Von Manuel BauerRSS-Newsfeed neuer Artikel von Manuel Bauer

Besprochene Bücher / Literaturhinweise

Zwar ist der Luxus keine Folgeerscheinung oder gar Erfindung des Kapitalismus – eher ist das Gegenteil der Fall –, wohl aber gibt es scheinbar wesensmäßige Zusammenhänge zwischen Verschwendung, Überfluss und kapitalistischen Produktionslogiken. Obgleich Luxus allerorten als erstrebenswert gilt, ist sein Leumund in Krisenzeiten, in denen Gewinne privatisiert und Verluste vergemeinschaftet werden, nicht eben der Beste. Politiker sprechen gerne von „spätrömischer Dekadenz“, wenn sie sich die Aura kulturhistorischer Bildung verleihen wollen, können damit aber sogar Arbeitslose meinen, die ihrer Ansicht nach faul sind und der Verschwendungssucht anheim gefallen sind. Dennoch ist es gerade die Omnipräsenz der Krisenrhetorik und der Rezessionsangst, die hinterrücks dem Luxus eine ökonomische und soziale Legitimation verleiht. Wird im Übermaß konsumiert, mag das zwar für die verstörend wirken, die tatsächlich kaum genug zum Leben haben. Gesamtwirtschaftlich aber erweist es sich wenn nicht als Notwendigkeit, so doch als willkommene Anregung, da der übersteigerte und vermeintlich überflüssige Konsum die Auftragsbücher füllt und die Umverteilung und die Zirkulation des Kapitals im Fluss hält.

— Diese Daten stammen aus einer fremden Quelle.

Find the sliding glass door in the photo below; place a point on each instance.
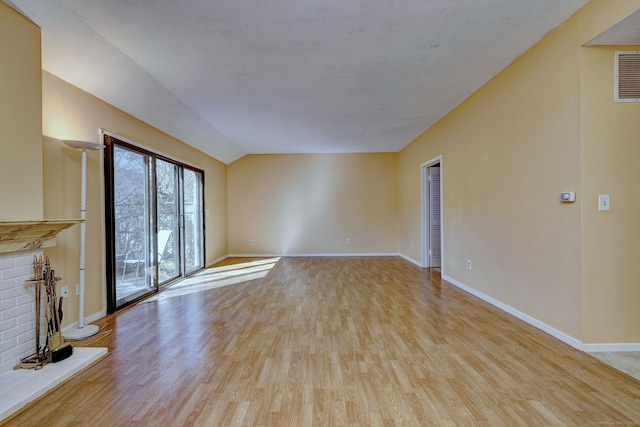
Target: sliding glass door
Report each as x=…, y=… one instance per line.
x=193, y=231
x=155, y=226
x=133, y=205
x=168, y=193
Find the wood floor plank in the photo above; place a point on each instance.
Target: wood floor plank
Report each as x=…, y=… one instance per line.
x=332, y=342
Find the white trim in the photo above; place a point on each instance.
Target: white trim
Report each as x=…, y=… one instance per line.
x=411, y=260
x=152, y=150
x=87, y=320
x=313, y=255
x=567, y=339
x=613, y=347
x=215, y=261
x=424, y=206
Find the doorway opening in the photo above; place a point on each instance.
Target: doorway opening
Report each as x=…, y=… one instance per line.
x=431, y=173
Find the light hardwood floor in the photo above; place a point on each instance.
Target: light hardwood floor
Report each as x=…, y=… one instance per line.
x=334, y=342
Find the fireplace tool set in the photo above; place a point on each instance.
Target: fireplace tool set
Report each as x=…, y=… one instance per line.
x=54, y=349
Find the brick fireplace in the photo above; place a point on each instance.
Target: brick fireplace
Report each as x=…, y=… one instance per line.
x=17, y=308
x=19, y=243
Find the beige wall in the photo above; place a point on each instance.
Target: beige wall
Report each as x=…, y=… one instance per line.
x=508, y=152
x=312, y=203
x=20, y=118
x=546, y=124
x=611, y=240
x=70, y=113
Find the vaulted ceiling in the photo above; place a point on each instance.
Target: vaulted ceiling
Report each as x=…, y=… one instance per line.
x=232, y=77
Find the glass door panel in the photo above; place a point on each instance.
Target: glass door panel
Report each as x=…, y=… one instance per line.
x=168, y=197
x=193, y=221
x=133, y=209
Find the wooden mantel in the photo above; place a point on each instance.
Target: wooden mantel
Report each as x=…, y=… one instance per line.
x=27, y=235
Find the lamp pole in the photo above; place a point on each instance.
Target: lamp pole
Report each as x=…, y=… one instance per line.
x=82, y=330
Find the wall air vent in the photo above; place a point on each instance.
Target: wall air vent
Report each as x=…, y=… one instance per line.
x=627, y=69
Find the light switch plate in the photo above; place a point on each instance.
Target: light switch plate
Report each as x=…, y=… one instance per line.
x=603, y=202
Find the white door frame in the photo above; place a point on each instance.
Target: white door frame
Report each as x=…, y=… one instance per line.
x=424, y=217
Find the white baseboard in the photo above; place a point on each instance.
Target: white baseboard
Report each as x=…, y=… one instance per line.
x=215, y=261
x=311, y=255
x=87, y=320
x=612, y=347
x=567, y=339
x=411, y=260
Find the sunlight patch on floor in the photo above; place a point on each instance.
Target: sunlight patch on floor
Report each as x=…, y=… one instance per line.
x=216, y=277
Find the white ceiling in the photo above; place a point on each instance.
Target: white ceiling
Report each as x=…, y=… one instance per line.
x=233, y=77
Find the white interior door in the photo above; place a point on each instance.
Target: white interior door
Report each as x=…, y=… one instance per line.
x=434, y=217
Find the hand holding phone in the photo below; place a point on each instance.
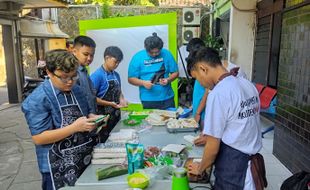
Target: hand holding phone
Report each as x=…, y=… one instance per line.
x=100, y=122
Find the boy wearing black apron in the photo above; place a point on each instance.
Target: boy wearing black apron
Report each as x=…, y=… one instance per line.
x=107, y=84
x=60, y=123
x=232, y=124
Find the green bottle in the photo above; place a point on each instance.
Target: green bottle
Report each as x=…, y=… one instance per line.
x=179, y=179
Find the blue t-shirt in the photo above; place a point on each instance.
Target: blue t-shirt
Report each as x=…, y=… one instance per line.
x=198, y=93
x=143, y=66
x=43, y=113
x=100, y=79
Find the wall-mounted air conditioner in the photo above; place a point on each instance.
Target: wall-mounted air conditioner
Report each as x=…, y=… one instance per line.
x=191, y=16
x=188, y=33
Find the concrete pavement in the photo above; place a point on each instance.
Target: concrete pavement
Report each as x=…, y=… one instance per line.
x=18, y=164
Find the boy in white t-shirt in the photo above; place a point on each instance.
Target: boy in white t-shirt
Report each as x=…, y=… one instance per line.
x=232, y=124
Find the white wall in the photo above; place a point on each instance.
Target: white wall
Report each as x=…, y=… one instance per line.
x=130, y=41
x=242, y=35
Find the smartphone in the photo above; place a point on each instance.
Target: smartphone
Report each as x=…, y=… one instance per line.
x=100, y=122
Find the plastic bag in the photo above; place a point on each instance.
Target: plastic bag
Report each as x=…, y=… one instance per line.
x=135, y=157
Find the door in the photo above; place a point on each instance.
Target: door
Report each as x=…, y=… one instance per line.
x=13, y=66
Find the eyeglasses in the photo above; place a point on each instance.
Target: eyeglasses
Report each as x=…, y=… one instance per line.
x=154, y=52
x=66, y=80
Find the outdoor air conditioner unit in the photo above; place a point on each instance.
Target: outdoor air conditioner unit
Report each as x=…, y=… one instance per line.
x=188, y=33
x=191, y=16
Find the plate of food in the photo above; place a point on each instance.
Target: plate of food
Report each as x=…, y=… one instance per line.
x=182, y=125
x=132, y=122
x=138, y=115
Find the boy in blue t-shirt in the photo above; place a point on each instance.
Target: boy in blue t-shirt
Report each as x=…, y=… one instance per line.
x=107, y=83
x=152, y=70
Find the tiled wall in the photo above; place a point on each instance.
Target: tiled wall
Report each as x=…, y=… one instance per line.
x=292, y=132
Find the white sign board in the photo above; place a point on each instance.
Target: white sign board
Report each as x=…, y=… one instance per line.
x=130, y=41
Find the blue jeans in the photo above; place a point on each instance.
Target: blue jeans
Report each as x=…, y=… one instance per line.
x=162, y=105
x=47, y=181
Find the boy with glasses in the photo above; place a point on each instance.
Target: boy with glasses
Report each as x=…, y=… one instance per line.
x=60, y=120
x=107, y=83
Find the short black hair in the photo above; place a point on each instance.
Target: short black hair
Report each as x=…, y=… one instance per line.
x=153, y=42
x=207, y=55
x=68, y=42
x=194, y=44
x=115, y=52
x=84, y=41
x=61, y=59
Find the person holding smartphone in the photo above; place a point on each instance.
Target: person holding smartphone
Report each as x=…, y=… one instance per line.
x=107, y=84
x=152, y=70
x=60, y=122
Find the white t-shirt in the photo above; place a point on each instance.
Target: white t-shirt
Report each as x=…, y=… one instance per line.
x=232, y=115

Die Beurteilungen des Verhältnisses von Bedürfnis und Verschwendung, von Mangel und Schwelgerei, von Subsistenz und Überfluss sind notorisch unsicher und korrespondieren mit wandelbaren wirtschaftlichen und politischen Ordnungsvorstellungen oder religiösen Dogmen. Diese Spannung, die das Phänomen Luxus zwischen moralischer und ökonomischer Bewertung generiert, nimmt der von Christine Weber und Maximilian Bergengruen herausgegebene Sammelband „Luxus. Die Ambivalenz des Überflüssigen in der Moderne“ in den Blick, indem literarische und soziologische Thematisierungen eines schillernden Begriffs und Sachverhalts diskutiert werden.

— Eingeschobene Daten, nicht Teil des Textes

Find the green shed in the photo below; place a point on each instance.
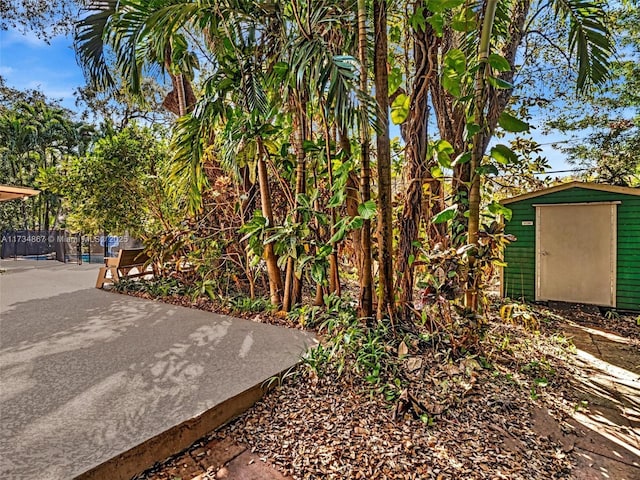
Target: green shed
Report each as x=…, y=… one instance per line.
x=576, y=242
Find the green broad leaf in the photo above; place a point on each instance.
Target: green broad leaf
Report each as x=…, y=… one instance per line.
x=309, y=146
x=512, y=124
x=498, y=83
x=464, y=21
x=472, y=129
x=400, y=109
x=444, y=147
x=336, y=200
x=395, y=79
x=499, y=209
x=355, y=223
x=440, y=6
x=281, y=69
x=418, y=21
x=487, y=170
x=444, y=160
x=456, y=60
x=503, y=154
x=461, y=159
x=455, y=64
x=498, y=63
x=367, y=210
x=436, y=172
x=447, y=214
x=437, y=22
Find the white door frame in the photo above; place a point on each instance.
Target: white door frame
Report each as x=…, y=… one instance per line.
x=612, y=250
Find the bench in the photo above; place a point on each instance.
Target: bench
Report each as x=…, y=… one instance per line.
x=122, y=266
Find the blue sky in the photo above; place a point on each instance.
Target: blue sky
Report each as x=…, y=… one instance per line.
x=26, y=62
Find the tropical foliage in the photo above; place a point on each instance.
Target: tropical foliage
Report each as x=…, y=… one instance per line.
x=275, y=98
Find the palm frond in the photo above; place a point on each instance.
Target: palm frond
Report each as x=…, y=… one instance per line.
x=589, y=39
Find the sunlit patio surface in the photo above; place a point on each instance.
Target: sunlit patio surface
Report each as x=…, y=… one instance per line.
x=610, y=402
x=100, y=385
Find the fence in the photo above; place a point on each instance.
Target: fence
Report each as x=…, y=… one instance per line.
x=63, y=246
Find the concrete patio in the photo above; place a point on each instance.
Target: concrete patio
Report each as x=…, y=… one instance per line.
x=99, y=385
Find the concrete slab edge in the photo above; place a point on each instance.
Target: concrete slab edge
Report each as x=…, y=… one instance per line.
x=174, y=440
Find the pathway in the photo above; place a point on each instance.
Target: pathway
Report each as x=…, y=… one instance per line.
x=94, y=379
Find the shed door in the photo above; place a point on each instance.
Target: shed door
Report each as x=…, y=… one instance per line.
x=576, y=253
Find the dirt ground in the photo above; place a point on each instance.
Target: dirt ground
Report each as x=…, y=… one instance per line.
x=582, y=422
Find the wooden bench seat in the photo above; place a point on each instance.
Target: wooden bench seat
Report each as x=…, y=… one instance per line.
x=128, y=264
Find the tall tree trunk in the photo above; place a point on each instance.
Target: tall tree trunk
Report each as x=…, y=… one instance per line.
x=477, y=152
x=365, y=275
x=273, y=271
x=334, y=273
x=293, y=285
x=386, y=301
x=450, y=114
x=352, y=201
x=417, y=166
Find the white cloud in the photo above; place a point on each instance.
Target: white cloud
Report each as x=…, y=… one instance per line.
x=57, y=92
x=6, y=71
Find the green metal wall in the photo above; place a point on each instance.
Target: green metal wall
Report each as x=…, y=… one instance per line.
x=519, y=274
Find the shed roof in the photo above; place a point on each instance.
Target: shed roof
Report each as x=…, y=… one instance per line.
x=565, y=186
x=8, y=192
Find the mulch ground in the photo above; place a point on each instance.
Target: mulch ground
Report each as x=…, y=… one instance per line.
x=502, y=414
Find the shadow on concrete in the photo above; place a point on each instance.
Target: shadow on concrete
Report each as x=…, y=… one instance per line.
x=606, y=420
x=88, y=375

Die Einführung der Herausgeber skizziert die wechselhafte Geschichte der Diskussionen über den Luxus seit 1700 und lässt dabei wirtschaftstheoretische Autoritäten wie Adam Smith oder Jean-Baptiste Say ebenso zu Wort kommen wie Klassiker der philosophischen Anthropologie von Immanuel Kant bis Hans Blumenberg. Zudem wird die Frage angerissen, wie es um die Affinität von Kunst und Luxus bestellt ist. Daran anschließend veranschaulichen Beiträge von Alexander Honold, Dominik Schrage und Ute Tellmann die historische Variabilität der Bewertungen des Luxus und des Überflüssigen. Den Schwerpunkt des Bandes bilden literaturwissenschaftliche Beiträge, die ihrerseits zumeist kulturwissenschaftlich ausgerichtet sind. Je drei Aufsätze sind dem 18., dem 19. und dem 20. Jahrhundert gewidmet, so dass eine große literarhistorische Spanne, wenn auch exemplarisch, abgedeckt wird.

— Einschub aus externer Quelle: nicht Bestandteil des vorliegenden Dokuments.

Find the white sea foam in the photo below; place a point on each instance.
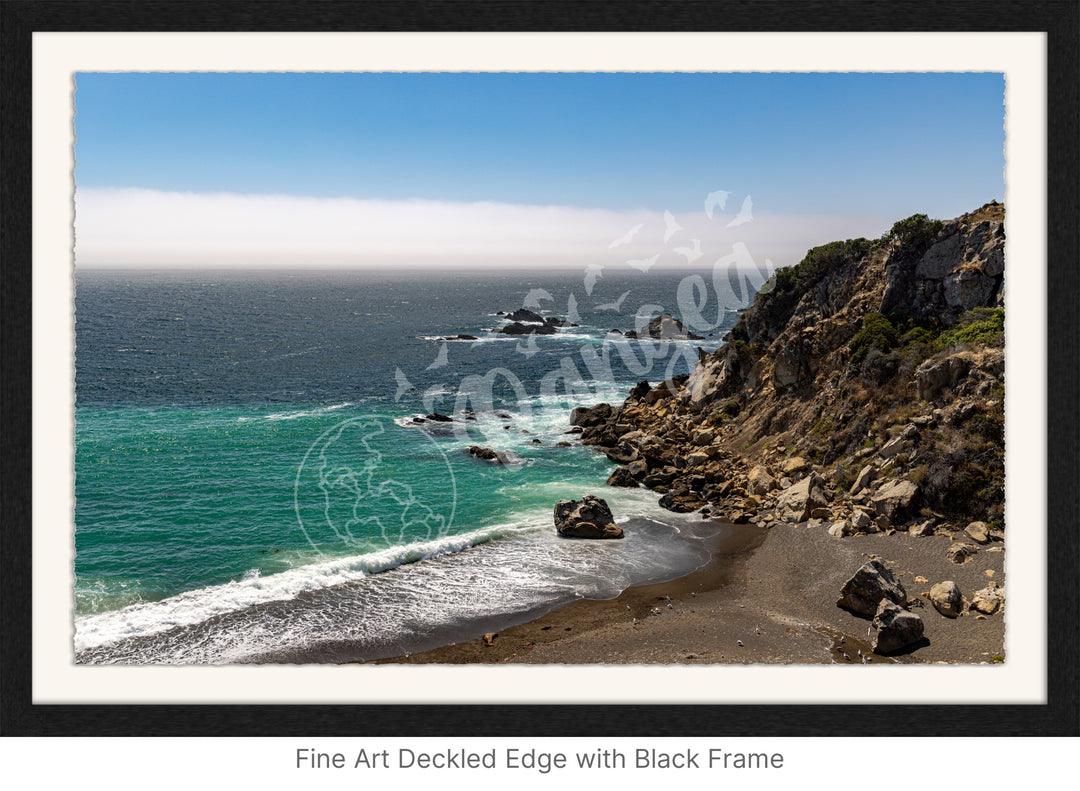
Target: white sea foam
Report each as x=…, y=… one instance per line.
x=437, y=592
x=194, y=606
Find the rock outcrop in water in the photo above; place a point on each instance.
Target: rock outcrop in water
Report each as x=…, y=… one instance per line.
x=524, y=321
x=588, y=518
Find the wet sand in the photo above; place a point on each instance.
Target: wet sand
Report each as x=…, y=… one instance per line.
x=773, y=590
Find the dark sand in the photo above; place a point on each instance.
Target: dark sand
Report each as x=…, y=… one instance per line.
x=774, y=590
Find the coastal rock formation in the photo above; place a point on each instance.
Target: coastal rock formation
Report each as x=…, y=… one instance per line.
x=667, y=327
x=588, y=518
x=517, y=327
x=861, y=392
x=524, y=321
x=893, y=498
x=977, y=532
x=868, y=586
x=486, y=454
x=895, y=628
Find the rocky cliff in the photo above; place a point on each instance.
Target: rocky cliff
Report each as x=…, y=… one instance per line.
x=863, y=389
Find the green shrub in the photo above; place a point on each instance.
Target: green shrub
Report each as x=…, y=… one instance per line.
x=730, y=407
x=915, y=235
x=876, y=333
x=979, y=325
x=917, y=335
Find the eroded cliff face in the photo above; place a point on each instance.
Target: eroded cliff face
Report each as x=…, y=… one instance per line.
x=872, y=375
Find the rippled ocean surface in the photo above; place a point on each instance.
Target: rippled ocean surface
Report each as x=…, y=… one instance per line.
x=250, y=486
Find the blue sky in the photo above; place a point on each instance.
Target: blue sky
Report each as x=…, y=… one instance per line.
x=853, y=148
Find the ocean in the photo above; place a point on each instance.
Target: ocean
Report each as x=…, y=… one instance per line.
x=252, y=484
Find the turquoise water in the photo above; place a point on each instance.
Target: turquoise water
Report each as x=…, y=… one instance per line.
x=251, y=484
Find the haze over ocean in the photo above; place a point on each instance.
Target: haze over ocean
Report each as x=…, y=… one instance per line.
x=266, y=265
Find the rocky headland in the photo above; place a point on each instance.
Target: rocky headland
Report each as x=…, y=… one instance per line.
x=850, y=434
x=863, y=392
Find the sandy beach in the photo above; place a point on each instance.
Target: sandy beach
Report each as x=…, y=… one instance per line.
x=774, y=590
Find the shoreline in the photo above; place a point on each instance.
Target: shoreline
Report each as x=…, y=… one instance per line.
x=773, y=590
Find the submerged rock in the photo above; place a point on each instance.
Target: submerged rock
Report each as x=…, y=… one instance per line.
x=518, y=329
x=893, y=498
x=588, y=518
x=486, y=454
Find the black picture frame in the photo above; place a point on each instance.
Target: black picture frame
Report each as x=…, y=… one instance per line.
x=1060, y=716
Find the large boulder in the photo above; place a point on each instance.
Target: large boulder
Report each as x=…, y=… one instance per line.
x=804, y=497
x=682, y=500
x=760, y=481
x=893, y=498
x=947, y=599
x=864, y=479
x=936, y=375
x=667, y=327
x=486, y=454
x=520, y=329
x=868, y=587
x=588, y=518
x=896, y=628
x=622, y=478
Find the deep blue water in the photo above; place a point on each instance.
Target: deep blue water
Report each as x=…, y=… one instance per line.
x=248, y=486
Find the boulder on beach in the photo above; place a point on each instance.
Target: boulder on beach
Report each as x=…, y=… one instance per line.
x=588, y=518
x=804, y=497
x=868, y=586
x=893, y=498
x=988, y=600
x=896, y=628
x=947, y=599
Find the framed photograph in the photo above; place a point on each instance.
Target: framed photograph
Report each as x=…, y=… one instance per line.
x=532, y=371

Die untersuchten Autoren und Gegenstände reichen von Darstellungen des Schlaraffenlands um 1700 und Versepen des Rokoko über Karl Philipp Moritz, Heinrich Heine und Honoré de Balzac bis hin zu Robert Musils „Der Mann ohne Eigenschaften“ und Italo Calvino. Besonders hervorzuheben ist dabei Heinz Drüghs Lektüre von „Wilhelm Meisters Lehrjahre“, die plausibel macht, dass Goethe Luxus nicht nur als bloßen Irrweg in der Entwicklung des Protagonisten inszeniert, sondern nachgerade eine „literarische Phänomenologie des Luxus“ aufbietet. Bereits der Umstand, dass sich Wilhelm Meister überhaupt Lehrjahre leisten kann, wird als „bürgerlicher Luxus“ gedeutet. Nicht minder instruktiv ist Peter Schnyders Deutung von Heinrich Manns Roman „Im Schlaraffenland“, der vor dem Hintergrund einer unter anderem von Jochen Hörisch breit diskutierten „Poesie des Geldes“ gelesen wird. Durch den Bezug zu einem prominenten Prätext, Goethes „Faust II“, gelingt es Schnyder allerdings, sich von Hörisch in einem signifikanten Punkt abzuheben. Schließlich ist noch Maximilian Bergengruens Interpretation von Thomas Manns „Buddenbrooks“ zu erwähnen, die das ökonomische Wissen des prominentesten deutschen Kaufmannsromans mit ökonomischen Theorien seiner Zeit vergleicht und dabei herausarbeitet, dass Manns Roman einer „altväterlichen ökonomischen Theorie“ huldigt und dass nicht nur ein fehlerhafter Umgang mit dem ökonomischen Kapital, sondern auch ein im Laufe der Familiengeschichte abnehmendes „Nervenkapital“ für den Niedergang des Hauses Buddenbrook verantwortlich ist.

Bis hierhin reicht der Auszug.